Bei den Parlamentswahlen am 28. Juni 1992 bewarben sich 13 Parteien. Bei einer Wahlbeteiligung von 93% gewann die MRVP 70 der 76 Sitze im Großen Staatshural. Neuer Regierungschef wurde Puntsagiin Jasray.

Vier Jahre darauf, im Juni 1996, löste eine Koalition aus Sozialdemokraten, Liberalen und Buddhisten die sozialistische MRVP ab. Mit dieser Machtverschiebung begann eine neue Epoche der mongolischen Geschichte. Erstmals seit 1921 waren die Kommunisten nicht mehr an der Regierungsmacht beteiligt.
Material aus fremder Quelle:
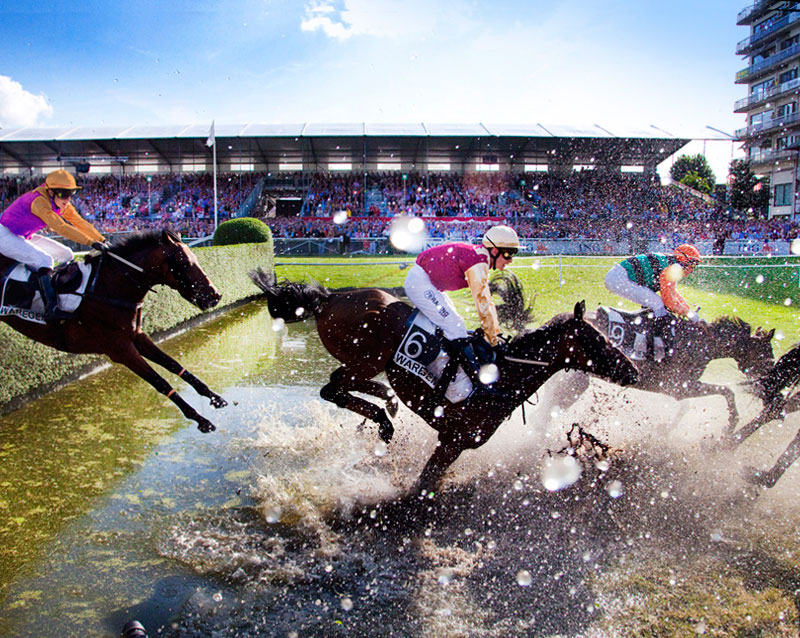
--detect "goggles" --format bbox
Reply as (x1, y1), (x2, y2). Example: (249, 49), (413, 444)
(498, 248), (519, 261)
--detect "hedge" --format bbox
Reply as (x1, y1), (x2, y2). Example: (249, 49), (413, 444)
(0, 242), (274, 414)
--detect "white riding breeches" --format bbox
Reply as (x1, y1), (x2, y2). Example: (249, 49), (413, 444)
(0, 224), (74, 270)
(405, 264), (467, 341)
(606, 264), (667, 317)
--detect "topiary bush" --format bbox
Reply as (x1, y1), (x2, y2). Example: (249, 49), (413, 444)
(214, 217), (272, 246)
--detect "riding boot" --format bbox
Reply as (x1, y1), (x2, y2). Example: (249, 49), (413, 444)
(36, 268), (72, 323)
(448, 337), (500, 398)
(651, 315), (674, 360)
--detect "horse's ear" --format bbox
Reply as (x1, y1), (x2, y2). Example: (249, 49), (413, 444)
(161, 228), (181, 244)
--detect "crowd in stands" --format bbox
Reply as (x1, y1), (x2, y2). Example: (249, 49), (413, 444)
(0, 171), (798, 245)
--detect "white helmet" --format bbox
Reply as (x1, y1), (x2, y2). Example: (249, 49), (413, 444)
(483, 226), (519, 250)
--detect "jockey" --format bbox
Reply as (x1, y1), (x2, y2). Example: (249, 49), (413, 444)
(405, 226), (519, 396)
(0, 169), (105, 323)
(605, 244), (702, 352)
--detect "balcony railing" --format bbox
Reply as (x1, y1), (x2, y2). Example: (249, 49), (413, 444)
(733, 78), (800, 113)
(736, 0), (775, 25)
(736, 39), (800, 84)
(734, 113), (800, 139)
(736, 11), (800, 55)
Ende Oktober 1996 besuchte der deutsche Außenminister Kinkel Ulan Bator und versprach weitere Wirtschaftshilfe.

Groß-Mongolei morgen?

Irritationen zwischen Ulaan Baatar und Peking löste ein Anfang 1992 bekanntgewordenes geheimes chinesisches Dokument aus, dass alle mongolischen Gebiete (die Burjätische Autonome Region, die unabhängige Mongolei und die Innere Mongolei) als chinesisches Territorium reklamierte. Peking kritisierte darin Bestrebungen, die mongolischen Gebiete in China und Rußland mit der unabhängigen Mongolei zu vereinigen. Seit 1991 verlassen bereits die ersten Russen die mehrheitlich von Mongolen besiedelten Gebiete in Burjätien und Tuwa.

Tannu Tuwa war bis 1921 Teil der Mongolei, wurde dann ein sowjetisches Protektorat und 1944 von Stalin ganz annektiert. Die turko-mongolische Mehrheit von Tuwa hat bereits ihren Willen bekundet, mit der freien Mongolei wiedervereinigt zu werden. Auch in Burjätien, das sich östlich des Baikalsees erstreckt, gibt es starke Kräfte, die den Anschluß ihrer noch zur Russischen Föderation gehörenden Republik an die Mongolei anstreben.

Die Mongolen in der Inneren Mongolei dagegen werden in ihrer eigenen Heimat längst von eingewanderten Han-Chinesen erdrückt (Verhältnis 1:10 bis 1:20). Dazu kommt, dass das Territorium der Inneren Mongolei während der Kulturrevolution 1969 stark verkleinert wurde. Schließlich lebt die Hälfte der 3,5 Millionen Mongolen in China außerhalb der »Autonomen Region Innere Mongolei«.

Zum nationalen Symbol der Mongolen ist Temüdschin geworden. Dschingis Khan hatte den Grundstein für ein mongolisches Imperium gelegt, das vom Pazifik bis an die Donau, von Rußland bis zum Arabischen Meer reichte. Sein Porträt ziert Amtsstuben und selbst das Arbeitszimmer des Präsidenten.

Ausgerechnet Dschingis Khan als Kultfigur der freiheitlichen, demokratischen, rechtsstaatlichen, marktwirtschaftlich ausgerichteten Mongolei? Eine Neubewertung dieser historischen Gestalt ist im Gange. Sein Ruf als barbarischer Heerführer, dem das größte Blutvergießen der Geschichte anzulasten sei, ist für die junge Elite eine von den Russen in die Welt gesetzte Geschichtsklitterung. Schließlich sei Dschingis Khan schon tot gewesen, als sein Sohn und Nachfolger Ögödei zwischen 1232 und 1242 Europa in Angst und Schrecken versetzt habe. Als Einiger der mongolischen Stämme, als Gesetzgeber und Förderer einer nationalen Kultur wollen sie Dschingis Khan sehen und sich an seiner Größe aufrichten.